Project Krikkit - Analytics for Internet of Things
The next step in the evolution of the Internet is what is being termed as The Internet of Things or IoT (also referred to as Internet of Everything in some contexts). As billions of sensor devices and nodes are attached to the network, they will generate vast amounts of data that will need to be processed. The current approach of "store first, analyze later" where all the data is processed in the cloud/backend at a later time may not be feasible not only due to the large amounts of data but also the need to take actions in real time based on the streaming data i.e. on data that is in motion and not static.
To address these forthcoming challenges, we need to rethink the way we acquire and manage data. Instead of capturing all the data to be processed at the cloud, we need a way to instruct the low powered, memory and resource constrained edge devices such as sensors and sensor gateways as to what data is of interest and what aspects of it to capture. From a user point of view, not all data is of interest and the ability to set rules/policies on the edge devices along with capabilities to search the data in real time and trigger subsequent actions will engender powerful advantages. The key benefit would be dramatic bandwidth reduction as we reduce the amount of data being sent back by eliminating data that is not needed. Secondly, devices at the edge may have the ability to understand the data and the ability to query the devices for semantic information available in sensor data will be valuable.
To realize this vision of acquiring and managing data in motion in real time, we need a mechanism to communicate with the edge devices and a common language for doing so. This communication must provide the ability to set rules to describe data of interest, ability to understand and search the data including content and payload and the ability to trigger actions (e.g. actuate sensors) in response to events conditioned on rules. This proposal attempts to address the need for such a communication paradigm by providing an publish/subscribe architecture and API. This API will enable users to program the edge devices to acquire, search and deliver only data of interest while minimizing the bandwidth requirements. This will allow the scalability needed to manage a large number of devices in the IoT space.

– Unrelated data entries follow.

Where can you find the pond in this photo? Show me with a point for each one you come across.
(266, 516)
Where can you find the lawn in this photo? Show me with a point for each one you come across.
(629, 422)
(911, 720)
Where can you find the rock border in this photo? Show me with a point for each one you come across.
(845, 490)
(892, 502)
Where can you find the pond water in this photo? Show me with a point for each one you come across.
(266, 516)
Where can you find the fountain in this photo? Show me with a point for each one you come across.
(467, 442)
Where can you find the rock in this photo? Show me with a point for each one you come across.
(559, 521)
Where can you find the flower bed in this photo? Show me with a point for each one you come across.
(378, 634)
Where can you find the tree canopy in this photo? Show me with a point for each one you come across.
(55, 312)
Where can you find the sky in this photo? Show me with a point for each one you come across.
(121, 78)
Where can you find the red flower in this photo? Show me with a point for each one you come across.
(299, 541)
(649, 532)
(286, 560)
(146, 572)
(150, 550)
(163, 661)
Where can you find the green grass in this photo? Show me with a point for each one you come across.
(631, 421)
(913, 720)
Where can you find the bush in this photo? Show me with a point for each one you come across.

The Krikkit Eclipse project provides an API through a software library that will enable a user or developer to 'program' IoT edge devices such as sensor gateways and make it easy to acquire and manage data. Such a library could also potentially be used as a plug-in in Eclipse frameworks to ease the programming of IoT devices.
Specifically, Krikkit library provides a REST ful API for a programmer to specify and describe the data of interest. The edge devices may also have the ability to understand the semantics of the content/payload of the sensor data. The API, in this case can also be used to write queries describing the content which if matched against can result in further actions.
The API translates these policies into an open format that can be understood by the edge devices. Krikkit also includes in its scope the format and definition for the JSON messages that will be used to communicate with the devices.